Verificamos no mundo, nos últimos anos, uma redução da pobreza absoluta e um aumento da pobreza relativa, as desigualdades aumentaram. Com o agravamento das desigualdades afetou-se a coesão social, o dilema eficiência- equidade sofreu uma degradação. A crise financeira tornou (como normalmente acontece nestas circunstâncias) os ricos mais ricos e os pobres mais pobres. Ao contrário do que alguns pensaram nos anos oitenta, o aumento das desigualdades tornou a economia mais frágil. É chegado o momento de compreender que os recursos escassos estão confiados à humanidade, que a sua repartição tem de obedecer a critérios de justiça distributiva, que o meio ambiente tem de ser preservado, que a economia tem de ter como objetivo a pessoa humana, que a sobriedade tem de se constituir numa regra universal. A família humana recebe do Criador um dom comum, que é a natureza (Bento XVI lembrou-o com especial ênfase na encíclica «Caritas in Veritate»). A fraternidade é, assim, uma premissa para vencer a pobreza, a injustiça e a exclusão. A redescoberta da fraternidade na economia determina a recuperação das virtudes da prudência, da temperança, da justiça e da fortaleza. Trata-se, no fundo, de construir e manter a sociedade à medida da dignidade da pessoa humana.

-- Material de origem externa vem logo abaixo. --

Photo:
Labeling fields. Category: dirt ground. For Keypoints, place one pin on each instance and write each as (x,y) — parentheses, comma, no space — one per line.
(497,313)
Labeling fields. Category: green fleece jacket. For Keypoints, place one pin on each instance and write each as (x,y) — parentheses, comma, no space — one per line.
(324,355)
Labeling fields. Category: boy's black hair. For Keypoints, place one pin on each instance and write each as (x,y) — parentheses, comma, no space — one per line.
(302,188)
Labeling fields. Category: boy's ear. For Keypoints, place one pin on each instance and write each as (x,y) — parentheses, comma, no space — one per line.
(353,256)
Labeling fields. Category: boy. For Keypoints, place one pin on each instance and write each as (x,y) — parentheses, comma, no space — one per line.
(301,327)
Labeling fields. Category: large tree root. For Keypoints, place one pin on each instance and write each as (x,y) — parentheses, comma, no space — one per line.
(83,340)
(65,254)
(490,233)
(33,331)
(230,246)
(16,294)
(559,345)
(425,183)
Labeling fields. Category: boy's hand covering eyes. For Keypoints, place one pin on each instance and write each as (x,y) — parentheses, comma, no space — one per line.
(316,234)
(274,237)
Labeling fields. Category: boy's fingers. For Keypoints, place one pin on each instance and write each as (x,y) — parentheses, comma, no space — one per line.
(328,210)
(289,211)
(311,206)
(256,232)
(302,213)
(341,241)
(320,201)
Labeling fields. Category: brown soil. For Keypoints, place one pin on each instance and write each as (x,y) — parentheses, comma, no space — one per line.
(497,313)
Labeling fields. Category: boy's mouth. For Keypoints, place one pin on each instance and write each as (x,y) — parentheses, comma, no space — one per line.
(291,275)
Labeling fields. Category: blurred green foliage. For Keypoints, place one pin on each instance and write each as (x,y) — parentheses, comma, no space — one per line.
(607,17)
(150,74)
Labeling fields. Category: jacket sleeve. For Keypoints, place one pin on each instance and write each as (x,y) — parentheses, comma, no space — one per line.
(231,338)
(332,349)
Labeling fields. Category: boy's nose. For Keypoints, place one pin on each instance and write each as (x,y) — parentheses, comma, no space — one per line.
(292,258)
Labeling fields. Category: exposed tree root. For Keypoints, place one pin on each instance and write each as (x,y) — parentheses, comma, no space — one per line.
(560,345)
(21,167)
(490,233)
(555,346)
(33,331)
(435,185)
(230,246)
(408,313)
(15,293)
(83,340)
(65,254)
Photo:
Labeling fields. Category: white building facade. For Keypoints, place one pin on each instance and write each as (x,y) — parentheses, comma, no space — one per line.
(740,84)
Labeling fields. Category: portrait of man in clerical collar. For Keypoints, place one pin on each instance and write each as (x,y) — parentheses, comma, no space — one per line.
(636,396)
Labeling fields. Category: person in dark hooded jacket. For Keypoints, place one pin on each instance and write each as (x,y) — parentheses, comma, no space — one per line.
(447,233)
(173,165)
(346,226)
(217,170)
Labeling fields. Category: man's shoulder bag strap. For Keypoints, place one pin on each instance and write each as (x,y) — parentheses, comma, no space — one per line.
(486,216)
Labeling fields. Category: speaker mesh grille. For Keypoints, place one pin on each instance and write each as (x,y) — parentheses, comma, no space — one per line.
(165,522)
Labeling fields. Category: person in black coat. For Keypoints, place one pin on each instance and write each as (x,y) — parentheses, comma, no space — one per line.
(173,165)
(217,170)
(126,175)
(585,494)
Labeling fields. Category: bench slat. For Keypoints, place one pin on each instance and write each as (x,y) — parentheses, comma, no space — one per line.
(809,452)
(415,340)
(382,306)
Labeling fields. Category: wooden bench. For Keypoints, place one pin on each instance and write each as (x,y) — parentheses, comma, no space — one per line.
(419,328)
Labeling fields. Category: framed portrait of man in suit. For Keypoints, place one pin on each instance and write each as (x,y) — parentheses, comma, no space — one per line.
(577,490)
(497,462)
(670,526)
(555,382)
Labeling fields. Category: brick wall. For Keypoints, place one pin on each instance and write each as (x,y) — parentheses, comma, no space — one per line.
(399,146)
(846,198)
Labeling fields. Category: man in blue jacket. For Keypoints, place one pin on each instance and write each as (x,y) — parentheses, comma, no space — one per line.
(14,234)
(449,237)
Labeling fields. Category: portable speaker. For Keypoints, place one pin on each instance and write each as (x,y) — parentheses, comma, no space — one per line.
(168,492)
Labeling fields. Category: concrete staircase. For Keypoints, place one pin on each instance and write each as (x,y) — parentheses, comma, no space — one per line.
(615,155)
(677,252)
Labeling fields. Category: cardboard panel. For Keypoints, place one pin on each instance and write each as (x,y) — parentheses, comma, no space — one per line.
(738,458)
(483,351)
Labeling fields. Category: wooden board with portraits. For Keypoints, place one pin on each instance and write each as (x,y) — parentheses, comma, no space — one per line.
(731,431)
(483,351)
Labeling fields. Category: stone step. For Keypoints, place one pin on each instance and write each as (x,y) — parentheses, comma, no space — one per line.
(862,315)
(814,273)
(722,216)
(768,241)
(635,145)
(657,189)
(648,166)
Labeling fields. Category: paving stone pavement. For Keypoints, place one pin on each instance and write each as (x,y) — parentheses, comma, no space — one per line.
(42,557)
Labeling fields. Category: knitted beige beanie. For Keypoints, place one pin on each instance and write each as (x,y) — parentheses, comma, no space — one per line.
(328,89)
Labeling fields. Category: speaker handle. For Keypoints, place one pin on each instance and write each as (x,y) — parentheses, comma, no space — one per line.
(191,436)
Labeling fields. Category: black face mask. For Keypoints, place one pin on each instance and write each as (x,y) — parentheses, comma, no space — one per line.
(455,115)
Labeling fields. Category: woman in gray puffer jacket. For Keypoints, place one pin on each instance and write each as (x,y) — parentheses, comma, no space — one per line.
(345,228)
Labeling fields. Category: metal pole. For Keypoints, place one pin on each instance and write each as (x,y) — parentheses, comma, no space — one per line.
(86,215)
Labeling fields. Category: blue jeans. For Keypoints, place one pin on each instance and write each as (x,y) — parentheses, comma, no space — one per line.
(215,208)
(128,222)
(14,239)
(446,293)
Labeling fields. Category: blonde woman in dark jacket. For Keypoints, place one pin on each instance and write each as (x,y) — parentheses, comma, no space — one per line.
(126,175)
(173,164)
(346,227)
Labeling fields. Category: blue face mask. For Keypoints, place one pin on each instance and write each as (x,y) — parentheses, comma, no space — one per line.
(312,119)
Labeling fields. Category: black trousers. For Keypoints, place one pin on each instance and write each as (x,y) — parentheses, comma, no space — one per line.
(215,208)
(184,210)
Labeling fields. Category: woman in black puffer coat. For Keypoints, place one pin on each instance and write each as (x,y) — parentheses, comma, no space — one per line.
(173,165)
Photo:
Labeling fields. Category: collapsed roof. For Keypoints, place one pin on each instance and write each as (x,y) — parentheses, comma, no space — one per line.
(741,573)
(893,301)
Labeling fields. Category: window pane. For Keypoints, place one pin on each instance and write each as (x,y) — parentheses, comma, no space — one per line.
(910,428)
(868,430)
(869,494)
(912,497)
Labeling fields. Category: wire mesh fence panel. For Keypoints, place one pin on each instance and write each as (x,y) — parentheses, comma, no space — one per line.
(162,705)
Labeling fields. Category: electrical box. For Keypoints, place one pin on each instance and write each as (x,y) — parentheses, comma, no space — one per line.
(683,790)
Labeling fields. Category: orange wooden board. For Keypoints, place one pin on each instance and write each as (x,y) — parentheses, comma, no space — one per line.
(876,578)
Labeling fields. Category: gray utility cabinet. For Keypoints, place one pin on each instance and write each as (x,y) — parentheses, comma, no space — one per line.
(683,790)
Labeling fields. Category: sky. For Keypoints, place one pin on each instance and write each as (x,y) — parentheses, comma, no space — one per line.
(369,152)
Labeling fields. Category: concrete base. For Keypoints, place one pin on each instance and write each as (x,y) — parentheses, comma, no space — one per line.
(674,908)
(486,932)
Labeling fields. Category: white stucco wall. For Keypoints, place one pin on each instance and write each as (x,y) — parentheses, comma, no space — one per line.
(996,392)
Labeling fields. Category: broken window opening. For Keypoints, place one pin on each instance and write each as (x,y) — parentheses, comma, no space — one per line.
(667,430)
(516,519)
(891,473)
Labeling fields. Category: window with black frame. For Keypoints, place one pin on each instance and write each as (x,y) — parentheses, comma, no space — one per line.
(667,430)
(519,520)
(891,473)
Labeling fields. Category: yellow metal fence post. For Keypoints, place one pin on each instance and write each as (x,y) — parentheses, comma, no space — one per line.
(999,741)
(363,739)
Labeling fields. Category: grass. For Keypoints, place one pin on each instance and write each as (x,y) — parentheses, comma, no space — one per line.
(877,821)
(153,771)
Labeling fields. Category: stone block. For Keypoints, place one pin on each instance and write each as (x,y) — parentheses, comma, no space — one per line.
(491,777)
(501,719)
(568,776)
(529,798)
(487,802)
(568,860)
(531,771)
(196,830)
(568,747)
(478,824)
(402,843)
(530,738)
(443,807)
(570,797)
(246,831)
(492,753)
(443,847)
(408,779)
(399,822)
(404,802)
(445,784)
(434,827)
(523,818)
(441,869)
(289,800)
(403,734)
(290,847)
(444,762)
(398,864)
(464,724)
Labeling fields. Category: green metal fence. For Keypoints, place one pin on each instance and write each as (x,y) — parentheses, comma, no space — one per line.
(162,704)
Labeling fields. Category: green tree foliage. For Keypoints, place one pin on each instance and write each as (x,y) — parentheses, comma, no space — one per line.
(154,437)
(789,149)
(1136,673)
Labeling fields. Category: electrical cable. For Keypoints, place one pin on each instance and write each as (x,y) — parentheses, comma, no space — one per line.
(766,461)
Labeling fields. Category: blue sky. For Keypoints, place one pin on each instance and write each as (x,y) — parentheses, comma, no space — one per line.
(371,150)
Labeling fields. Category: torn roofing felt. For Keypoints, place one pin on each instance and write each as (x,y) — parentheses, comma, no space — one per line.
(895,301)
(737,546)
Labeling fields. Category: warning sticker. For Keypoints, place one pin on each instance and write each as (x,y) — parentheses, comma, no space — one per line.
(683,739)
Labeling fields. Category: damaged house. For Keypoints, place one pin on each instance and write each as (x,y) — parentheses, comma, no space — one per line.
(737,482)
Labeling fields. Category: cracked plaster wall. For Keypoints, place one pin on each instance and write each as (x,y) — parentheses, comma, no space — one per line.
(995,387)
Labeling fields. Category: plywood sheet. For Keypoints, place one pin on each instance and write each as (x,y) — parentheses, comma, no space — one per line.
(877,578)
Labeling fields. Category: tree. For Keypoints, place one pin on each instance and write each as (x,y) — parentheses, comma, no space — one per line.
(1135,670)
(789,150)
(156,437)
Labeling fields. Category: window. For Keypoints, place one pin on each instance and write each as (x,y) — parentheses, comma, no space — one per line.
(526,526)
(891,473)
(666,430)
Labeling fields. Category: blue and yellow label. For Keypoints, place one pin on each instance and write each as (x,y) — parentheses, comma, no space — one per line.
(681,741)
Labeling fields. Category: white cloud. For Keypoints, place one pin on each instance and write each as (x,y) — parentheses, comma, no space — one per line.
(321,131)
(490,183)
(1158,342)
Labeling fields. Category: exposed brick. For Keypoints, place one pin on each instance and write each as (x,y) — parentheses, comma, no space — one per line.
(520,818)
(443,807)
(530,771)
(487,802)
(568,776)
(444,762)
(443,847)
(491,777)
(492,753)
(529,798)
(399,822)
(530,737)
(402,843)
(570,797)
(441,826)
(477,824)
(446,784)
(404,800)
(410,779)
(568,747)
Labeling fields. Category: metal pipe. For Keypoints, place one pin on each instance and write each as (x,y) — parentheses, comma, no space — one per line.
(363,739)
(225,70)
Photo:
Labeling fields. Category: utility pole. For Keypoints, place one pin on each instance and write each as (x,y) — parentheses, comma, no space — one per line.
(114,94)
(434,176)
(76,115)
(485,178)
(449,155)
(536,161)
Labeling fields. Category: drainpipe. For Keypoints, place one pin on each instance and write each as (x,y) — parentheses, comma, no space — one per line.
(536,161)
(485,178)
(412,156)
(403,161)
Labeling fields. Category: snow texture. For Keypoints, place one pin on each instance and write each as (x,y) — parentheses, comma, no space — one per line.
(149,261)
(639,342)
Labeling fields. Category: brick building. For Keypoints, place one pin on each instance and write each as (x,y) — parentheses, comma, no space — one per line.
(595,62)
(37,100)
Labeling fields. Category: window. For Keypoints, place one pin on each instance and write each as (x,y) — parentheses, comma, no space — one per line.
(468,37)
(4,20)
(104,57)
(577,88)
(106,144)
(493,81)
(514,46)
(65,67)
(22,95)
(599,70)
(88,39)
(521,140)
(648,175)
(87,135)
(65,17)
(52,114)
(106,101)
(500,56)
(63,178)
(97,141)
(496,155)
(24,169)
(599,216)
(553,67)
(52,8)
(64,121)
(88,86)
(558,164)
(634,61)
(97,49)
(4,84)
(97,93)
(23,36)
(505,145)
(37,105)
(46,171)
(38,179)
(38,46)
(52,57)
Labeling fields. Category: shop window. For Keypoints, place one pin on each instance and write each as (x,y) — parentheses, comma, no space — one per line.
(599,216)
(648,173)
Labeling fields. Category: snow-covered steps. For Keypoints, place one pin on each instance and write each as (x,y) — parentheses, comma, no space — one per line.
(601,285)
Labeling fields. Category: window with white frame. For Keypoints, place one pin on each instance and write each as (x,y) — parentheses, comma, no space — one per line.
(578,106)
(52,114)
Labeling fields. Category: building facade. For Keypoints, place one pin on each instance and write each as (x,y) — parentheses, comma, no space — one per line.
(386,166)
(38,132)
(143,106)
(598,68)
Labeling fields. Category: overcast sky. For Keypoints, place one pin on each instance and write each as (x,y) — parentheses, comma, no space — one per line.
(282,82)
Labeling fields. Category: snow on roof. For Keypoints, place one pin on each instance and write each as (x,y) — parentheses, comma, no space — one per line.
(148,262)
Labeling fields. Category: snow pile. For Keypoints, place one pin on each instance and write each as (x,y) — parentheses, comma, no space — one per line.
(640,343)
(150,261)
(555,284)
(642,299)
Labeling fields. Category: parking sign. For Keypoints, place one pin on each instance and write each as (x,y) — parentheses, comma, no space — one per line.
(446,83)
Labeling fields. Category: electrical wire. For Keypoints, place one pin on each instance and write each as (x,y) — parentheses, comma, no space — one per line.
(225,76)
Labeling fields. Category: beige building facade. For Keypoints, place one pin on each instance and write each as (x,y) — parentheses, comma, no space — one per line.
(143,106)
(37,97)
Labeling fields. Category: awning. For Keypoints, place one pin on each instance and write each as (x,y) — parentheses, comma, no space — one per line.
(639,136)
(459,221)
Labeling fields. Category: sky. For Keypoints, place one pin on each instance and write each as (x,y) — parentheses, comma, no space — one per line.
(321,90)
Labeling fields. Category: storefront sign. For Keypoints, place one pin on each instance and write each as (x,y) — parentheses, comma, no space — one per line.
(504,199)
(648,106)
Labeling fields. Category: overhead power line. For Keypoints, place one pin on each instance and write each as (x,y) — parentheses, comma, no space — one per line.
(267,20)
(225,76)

O Papa Francisco lembra-nos que Cristo abraça todo o ser humano e deseja que ninguém se perca. A igualdade e a diferença são faces da mesma moeda. Daí a importância essencial da fraternidade. Justiça e misericórdia associam-se. Como disse S. Tomás de Aquino: «a justiça e a misericórdia estão tão unidas que uma sustenta a outra. Justiça sem misericórdia é crueldade, misericórdia sem justiça é dissipação». E o Papa Francisco é claríssimo ao dizer que é indispensável percebermos que o agravamento das desigualdades tem-se feito à custa da especulação e da utilização indevida dos recursos postos ao serviço de todos. Olhando a história recente, quando se assinalam os cem anos do início da Primeira Grande Guerra, em quem ninguém acreditava; em face do que aconteceu nas trincheiras e o desastre das consequências económicas e políticas da «paz» de Versalhes; sem esquecer as ameaças atuais de fragmentação social, ligadas à depressão e ao desemprego – temos de ouvir com especial atenção o apelo à fraternidade. Só esta pode extinguir a guerra, ou reduzir-lhe os riscos e os efeitos. E o certo é que a corrupção e o crime organizado (que não podem ser iludidos pela demagogia, que prefere acenar os fantasmas, em lugar de os combater) contrastam com a fraternidade, opondo-se-lhes radicalmente. A fraternidade ajuda a guardar e a cultivar a natureza e a salvaguardar a dignidade da pessoa humana.